LKML Archive on lore.kernel.org
 help / Atom feed
From: Nikos Tsironis <ntsironis@arrikto.com>
To: snitzer@redhat.com, agk@redhat.com, dm-devel@redhat.com
Cc: mpatocka@redhat.com, paulmck@linux.ibm.com, hch@infradead.org,
	iliastsi@arrikto.com, linux-kernel@vger.kernel.org
Subject: [PATCH v3 0/6] dm snapshot: Improve performance using a more fine-grained locking scheme
Date: Sun, 17 Mar 2019 14:22:52 +0200
Message-ID: <20190317122258.21760-1-ntsironis@arrikto.com> (raw)

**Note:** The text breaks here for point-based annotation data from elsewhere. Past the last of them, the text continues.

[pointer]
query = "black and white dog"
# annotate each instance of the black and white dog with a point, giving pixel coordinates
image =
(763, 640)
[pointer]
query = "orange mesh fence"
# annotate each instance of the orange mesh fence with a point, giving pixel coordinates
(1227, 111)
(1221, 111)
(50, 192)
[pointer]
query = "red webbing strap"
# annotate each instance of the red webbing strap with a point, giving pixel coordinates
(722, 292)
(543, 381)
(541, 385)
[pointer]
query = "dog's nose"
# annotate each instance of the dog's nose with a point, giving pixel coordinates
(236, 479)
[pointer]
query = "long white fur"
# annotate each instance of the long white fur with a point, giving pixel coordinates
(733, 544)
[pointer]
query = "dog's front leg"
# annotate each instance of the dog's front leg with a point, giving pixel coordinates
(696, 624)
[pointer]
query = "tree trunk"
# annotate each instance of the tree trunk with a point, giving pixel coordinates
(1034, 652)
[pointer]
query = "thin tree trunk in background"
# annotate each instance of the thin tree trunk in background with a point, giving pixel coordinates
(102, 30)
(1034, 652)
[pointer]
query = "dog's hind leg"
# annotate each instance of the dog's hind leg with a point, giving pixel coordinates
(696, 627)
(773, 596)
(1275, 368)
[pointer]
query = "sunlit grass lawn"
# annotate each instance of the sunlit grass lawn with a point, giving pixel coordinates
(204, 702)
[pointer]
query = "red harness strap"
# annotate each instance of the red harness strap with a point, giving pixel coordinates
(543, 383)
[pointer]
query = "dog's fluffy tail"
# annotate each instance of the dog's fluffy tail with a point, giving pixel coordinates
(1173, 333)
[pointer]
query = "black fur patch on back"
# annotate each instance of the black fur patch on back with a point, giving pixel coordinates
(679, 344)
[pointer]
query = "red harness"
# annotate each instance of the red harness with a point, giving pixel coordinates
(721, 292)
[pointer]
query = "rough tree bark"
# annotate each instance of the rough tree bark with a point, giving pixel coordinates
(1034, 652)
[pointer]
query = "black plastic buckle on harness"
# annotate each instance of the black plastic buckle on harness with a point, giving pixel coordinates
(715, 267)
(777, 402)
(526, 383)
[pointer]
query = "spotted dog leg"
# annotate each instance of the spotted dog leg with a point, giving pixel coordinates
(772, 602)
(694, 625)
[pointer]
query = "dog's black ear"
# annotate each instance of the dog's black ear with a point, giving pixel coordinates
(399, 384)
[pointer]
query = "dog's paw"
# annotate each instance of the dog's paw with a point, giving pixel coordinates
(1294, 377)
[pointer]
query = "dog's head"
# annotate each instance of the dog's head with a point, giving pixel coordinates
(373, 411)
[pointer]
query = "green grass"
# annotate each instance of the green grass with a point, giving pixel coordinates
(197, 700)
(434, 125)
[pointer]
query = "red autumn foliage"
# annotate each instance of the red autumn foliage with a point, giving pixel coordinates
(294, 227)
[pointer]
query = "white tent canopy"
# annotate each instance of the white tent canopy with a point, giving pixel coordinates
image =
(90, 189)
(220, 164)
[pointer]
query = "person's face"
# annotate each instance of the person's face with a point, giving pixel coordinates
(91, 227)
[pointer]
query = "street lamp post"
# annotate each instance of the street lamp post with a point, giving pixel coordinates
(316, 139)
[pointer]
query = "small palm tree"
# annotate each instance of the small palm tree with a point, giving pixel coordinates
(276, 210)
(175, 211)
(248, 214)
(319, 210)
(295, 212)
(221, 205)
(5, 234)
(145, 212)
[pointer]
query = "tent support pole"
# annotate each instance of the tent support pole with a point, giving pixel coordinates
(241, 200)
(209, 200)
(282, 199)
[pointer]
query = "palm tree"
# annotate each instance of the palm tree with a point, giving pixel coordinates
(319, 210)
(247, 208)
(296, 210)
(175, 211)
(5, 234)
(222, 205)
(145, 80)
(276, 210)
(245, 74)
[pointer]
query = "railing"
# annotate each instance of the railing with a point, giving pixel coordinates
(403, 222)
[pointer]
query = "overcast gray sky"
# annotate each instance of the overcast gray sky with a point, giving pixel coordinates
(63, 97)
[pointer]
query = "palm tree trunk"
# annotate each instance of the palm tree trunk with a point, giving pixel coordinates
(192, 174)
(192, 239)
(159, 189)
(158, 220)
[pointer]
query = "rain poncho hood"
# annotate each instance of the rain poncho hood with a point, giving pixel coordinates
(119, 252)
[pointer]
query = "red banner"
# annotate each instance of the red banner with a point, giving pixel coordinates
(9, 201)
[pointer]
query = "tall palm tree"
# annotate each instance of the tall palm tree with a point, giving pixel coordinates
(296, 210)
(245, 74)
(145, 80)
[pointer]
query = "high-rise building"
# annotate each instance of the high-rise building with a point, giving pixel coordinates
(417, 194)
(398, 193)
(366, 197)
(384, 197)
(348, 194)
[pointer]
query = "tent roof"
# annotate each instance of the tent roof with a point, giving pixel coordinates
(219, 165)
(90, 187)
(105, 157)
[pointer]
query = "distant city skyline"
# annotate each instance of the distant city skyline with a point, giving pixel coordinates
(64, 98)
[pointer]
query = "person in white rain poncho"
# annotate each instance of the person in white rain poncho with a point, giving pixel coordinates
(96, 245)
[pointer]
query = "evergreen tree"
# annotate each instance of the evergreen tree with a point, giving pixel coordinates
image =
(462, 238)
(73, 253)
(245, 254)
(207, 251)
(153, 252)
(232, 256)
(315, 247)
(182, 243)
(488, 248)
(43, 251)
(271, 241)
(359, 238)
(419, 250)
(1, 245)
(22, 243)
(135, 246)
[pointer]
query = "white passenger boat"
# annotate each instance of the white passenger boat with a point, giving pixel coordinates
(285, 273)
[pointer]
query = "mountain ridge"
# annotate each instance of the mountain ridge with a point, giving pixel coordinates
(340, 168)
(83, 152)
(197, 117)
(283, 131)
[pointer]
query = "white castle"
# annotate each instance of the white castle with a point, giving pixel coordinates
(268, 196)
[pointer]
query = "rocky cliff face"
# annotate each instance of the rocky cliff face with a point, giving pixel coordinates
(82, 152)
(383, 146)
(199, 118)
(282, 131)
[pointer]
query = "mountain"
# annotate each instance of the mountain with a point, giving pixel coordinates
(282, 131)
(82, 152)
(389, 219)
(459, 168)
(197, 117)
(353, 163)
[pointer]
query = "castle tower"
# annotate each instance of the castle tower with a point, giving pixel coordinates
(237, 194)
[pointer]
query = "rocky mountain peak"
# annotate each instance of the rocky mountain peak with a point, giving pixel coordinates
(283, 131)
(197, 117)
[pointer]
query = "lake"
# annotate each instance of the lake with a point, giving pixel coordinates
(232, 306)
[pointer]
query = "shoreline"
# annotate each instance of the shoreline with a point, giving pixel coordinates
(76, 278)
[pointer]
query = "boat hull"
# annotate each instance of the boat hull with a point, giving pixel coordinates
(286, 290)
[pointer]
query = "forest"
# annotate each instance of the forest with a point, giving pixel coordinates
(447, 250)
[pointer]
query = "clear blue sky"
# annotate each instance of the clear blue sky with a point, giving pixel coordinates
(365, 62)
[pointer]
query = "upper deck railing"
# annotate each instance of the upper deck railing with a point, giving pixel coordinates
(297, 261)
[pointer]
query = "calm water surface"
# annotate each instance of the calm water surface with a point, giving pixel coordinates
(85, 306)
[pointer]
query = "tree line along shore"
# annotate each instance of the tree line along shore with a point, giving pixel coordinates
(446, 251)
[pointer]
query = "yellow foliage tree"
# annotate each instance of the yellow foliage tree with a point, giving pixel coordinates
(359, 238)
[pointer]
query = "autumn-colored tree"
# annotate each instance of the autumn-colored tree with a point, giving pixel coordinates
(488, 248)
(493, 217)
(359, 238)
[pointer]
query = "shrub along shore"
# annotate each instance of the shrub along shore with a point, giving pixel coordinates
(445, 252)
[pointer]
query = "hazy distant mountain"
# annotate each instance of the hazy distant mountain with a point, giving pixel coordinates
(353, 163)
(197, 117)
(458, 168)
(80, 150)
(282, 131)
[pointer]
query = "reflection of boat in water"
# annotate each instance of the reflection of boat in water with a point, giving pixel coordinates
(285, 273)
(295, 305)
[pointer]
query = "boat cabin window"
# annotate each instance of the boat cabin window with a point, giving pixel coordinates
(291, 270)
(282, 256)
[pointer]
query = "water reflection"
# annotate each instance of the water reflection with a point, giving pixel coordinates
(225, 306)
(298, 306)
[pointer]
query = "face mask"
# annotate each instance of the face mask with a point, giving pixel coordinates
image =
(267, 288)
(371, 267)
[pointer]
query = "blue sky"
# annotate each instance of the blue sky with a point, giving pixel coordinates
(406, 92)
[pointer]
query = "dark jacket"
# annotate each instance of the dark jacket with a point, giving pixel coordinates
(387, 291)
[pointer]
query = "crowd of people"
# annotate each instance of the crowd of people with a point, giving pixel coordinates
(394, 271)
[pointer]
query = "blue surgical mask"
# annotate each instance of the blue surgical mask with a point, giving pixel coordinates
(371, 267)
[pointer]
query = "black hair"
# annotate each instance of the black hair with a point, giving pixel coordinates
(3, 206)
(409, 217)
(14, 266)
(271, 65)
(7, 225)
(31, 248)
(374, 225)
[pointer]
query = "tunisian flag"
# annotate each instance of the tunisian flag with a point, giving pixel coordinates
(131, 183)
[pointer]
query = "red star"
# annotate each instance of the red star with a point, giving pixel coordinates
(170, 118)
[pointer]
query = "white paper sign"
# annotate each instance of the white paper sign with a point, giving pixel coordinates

dm-snapshot uses a single mutex to serialize every access to the
snapshot state, including accesses to the exception hash tables. This
mutex is a bottleneck preventing dm-snapshot to scale as the number of
threads doing IO increases.

The major contention points are __origin_write()/snapshot_map() and
pending_complete(), i.e., the submission and completion of pending
exceptions.

This patchset substitutes the single mutex with:

  * A read-write semaphore, which protects the mostly read fields of the
    snapshot structure.

  * Per-bucket bit spinlocks, that protect accesses to the exception
    hash tables.

fio benchmarks using the null_blk device show significant performance
improvements as the number of worker processes increases. Write latency
is almost halved and write IOPS are nearly doubled.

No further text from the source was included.